Further analysis showed that patients undergoing open nephrectomies had more severe chronic pain at months 1, 3, and 6 than those undergoing laparoscopic surgery (Table 4). In our study, two factors had an impact on chronic pain severity, with both QLB and laparoscopic surgery lowering pain intensity months after surgery (Table 6). At month 6 (Figure 3), chronic pain severity was lower in the QLB laparoscopic nephrectomy group than in the CON group (regardless of surgery type), but no difference was found between laparoscopic and open nephrectomies in the QLB group.

Our study had some methodological differences from previous RCTs examining QLB use in patients after nephrectomy. First, both open and laparoscopic procedures were studied; in previous RCTs, only laparoscopic nephrectomies were investigated [4,5,12,13]. Second, in our study, the posterolateral QLB was performed postoperatively for both open and laparoscopic nephrectomies. In most other RCTs on this topic, the QLB was performed before laparoscopic nephrectomy [4,5,13], although Aditianingsih et al. also performed the QLB postoperatively [12]. Third, in Aditianingsih et al. and in a study by Dam et al., the QLB was done bilaterally, while Zhu et al. and Kwak et al. performed the QLB only on the side of the surgery, as in our study. Fourth, Kwak et al. and Aditianingsih et al. performed medial QLB, Dam et al. and Zhu et al. performed transmuscular QLB, but posterior QLB was used in our study.

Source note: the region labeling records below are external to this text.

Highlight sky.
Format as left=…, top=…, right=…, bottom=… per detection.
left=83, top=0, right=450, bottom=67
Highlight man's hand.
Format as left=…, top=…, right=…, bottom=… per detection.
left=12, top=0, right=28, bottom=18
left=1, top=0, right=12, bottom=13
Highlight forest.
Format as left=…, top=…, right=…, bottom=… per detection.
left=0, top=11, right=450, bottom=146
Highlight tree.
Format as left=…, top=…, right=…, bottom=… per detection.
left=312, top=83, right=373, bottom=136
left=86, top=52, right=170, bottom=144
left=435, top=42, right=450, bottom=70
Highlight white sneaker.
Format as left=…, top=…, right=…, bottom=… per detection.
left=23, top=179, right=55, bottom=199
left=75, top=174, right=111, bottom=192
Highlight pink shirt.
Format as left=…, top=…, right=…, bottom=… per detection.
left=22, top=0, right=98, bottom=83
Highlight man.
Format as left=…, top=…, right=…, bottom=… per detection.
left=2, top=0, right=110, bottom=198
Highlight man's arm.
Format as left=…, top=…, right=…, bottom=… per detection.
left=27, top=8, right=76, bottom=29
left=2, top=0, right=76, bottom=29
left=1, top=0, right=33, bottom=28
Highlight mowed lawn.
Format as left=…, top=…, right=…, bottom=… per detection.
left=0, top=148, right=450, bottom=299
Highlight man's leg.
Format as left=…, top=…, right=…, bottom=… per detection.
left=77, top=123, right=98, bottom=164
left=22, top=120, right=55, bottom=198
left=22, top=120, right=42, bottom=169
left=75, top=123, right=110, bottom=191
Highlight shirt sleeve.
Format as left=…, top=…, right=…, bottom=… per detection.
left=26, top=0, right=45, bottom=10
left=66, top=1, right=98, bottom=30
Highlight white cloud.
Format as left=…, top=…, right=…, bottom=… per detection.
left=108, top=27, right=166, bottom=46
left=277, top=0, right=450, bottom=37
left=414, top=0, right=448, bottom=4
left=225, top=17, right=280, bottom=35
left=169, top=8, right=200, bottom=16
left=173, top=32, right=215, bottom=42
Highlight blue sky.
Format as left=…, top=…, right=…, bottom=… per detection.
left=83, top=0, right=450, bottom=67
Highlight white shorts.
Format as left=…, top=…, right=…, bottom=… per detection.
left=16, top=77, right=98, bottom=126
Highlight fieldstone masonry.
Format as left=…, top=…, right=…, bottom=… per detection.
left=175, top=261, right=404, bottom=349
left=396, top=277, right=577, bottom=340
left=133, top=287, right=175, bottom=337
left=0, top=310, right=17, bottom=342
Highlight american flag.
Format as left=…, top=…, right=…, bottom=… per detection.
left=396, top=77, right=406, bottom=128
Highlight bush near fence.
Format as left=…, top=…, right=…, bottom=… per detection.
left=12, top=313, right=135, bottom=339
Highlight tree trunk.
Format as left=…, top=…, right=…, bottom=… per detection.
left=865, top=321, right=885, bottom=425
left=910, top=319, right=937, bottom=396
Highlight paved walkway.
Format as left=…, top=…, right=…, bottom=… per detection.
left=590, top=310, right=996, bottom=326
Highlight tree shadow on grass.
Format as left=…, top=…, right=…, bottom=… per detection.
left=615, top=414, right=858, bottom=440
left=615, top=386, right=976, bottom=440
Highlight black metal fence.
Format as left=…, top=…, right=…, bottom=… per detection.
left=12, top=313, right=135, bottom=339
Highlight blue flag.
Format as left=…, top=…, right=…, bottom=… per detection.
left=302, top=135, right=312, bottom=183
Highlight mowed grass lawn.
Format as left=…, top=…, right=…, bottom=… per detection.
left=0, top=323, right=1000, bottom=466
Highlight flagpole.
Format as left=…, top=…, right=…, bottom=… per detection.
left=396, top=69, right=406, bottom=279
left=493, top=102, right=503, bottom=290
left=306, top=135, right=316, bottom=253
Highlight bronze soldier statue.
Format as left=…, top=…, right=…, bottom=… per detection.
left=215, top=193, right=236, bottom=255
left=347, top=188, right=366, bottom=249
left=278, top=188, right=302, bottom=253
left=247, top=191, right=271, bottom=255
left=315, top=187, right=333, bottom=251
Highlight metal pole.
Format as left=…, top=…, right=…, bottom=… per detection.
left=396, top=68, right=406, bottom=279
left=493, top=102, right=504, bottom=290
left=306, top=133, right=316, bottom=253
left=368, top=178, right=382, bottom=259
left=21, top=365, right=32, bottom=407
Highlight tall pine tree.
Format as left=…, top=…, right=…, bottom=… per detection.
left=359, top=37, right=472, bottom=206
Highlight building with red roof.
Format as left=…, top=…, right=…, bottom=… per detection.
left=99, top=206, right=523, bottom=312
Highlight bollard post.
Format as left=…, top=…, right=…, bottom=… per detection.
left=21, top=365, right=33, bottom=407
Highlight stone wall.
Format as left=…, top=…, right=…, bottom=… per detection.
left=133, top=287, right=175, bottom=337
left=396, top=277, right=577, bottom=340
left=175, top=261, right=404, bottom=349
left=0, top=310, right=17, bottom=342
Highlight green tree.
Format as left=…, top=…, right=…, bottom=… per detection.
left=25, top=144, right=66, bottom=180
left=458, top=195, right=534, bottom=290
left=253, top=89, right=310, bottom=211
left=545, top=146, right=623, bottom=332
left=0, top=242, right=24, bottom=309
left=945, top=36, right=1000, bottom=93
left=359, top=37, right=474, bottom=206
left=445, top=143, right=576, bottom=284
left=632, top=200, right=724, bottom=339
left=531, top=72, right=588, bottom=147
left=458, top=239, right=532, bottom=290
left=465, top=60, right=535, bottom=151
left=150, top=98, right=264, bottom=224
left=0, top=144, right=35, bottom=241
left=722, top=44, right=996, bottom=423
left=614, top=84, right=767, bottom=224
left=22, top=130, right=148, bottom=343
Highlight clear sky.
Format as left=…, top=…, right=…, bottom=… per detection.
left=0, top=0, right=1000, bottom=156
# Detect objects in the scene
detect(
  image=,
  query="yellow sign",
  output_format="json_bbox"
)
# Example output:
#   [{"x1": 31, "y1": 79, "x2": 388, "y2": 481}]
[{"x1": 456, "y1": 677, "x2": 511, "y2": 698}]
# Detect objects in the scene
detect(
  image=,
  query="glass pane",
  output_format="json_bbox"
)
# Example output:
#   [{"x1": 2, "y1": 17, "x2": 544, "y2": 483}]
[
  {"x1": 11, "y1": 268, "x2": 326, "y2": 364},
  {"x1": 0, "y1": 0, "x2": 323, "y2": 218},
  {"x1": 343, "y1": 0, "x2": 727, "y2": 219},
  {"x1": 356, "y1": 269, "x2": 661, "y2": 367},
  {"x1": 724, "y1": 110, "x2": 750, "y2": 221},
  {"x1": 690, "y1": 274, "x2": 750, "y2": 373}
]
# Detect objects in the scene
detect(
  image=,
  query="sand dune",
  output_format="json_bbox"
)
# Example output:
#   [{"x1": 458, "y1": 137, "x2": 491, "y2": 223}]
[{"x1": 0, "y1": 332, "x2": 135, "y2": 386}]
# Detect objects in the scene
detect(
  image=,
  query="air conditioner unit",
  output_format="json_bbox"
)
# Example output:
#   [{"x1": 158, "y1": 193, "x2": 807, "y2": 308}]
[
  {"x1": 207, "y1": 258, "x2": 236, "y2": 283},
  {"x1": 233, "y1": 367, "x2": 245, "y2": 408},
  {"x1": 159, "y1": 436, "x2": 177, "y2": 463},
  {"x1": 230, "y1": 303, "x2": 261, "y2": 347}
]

Similar to our results, in all RCTs in which QLB was compared with a control, the total consumption of opioids administered via PCA was significantly lower at hour 24 following the surgery [4,5,13]; notably, Aditianingsih et al. compared QLB with epidural analgesia [12] and found no difference in total opioid consumption between the groups. All the RCTs on this topic identified, at most, moderate pain relief following QLB compared to controls.

Few researchers have investigated the problem of persistent pain in patients following nephrectomy. Alper and Yüksel compared 27 laparoscopic nephrectomy patients with 25 open surgery patients [1] and found no difference between the types of nephrectomies in terms of either acute postoperative pain or chronic pain measured at month 6, with only two patients reporting chronic pain. In contrast, as shown in Table 5, most patients in our study had some signs of chronic pain at month 6.

Furthermore, more severe pain was found after open nephrectomy than laparoscopic nephrectomy in our RCT 6 months after surgery, but only in the CON group. The difference between our results and those of Alper and Yüksel could be a result of the NPSI in our trial allowing more detailed identification of persistent pain. However, Owen et al. also found chronic pain in 33% of kidney donors following open surgery [17], and the donors with chronic pain—especially neuropathic in nature—experienced a meaningful loss of quality-adjusted life years (QALY).

Our study presented a significant reduction in persistent pain severity in patients following the plain block, however, the QLB was performed postoperatively. It is possible that chronic pain severity would have been even lower in the QLB group if the block had been done pre-emptively. However, the block was performed under general anesthesia. Thus, patients had reduced nociception due to opioids and anesthetics.

Our study has some limitations. Patients undergoing both laparoscopic and open nephrectomies were included, and our population was thus more heterogeneous than in previous RCTs. Patients in the CON group also did not receive a sham block with saline. Although a significant difference in persistent pain severity between the QLB and the CON groups was found in our study, its impact on patient recovery and quality of life was not assessed. To conclude, QLB reduces opioid consumption and alleviates persistent pain severity in patients undergoing laparoscopic and open nephrectomies.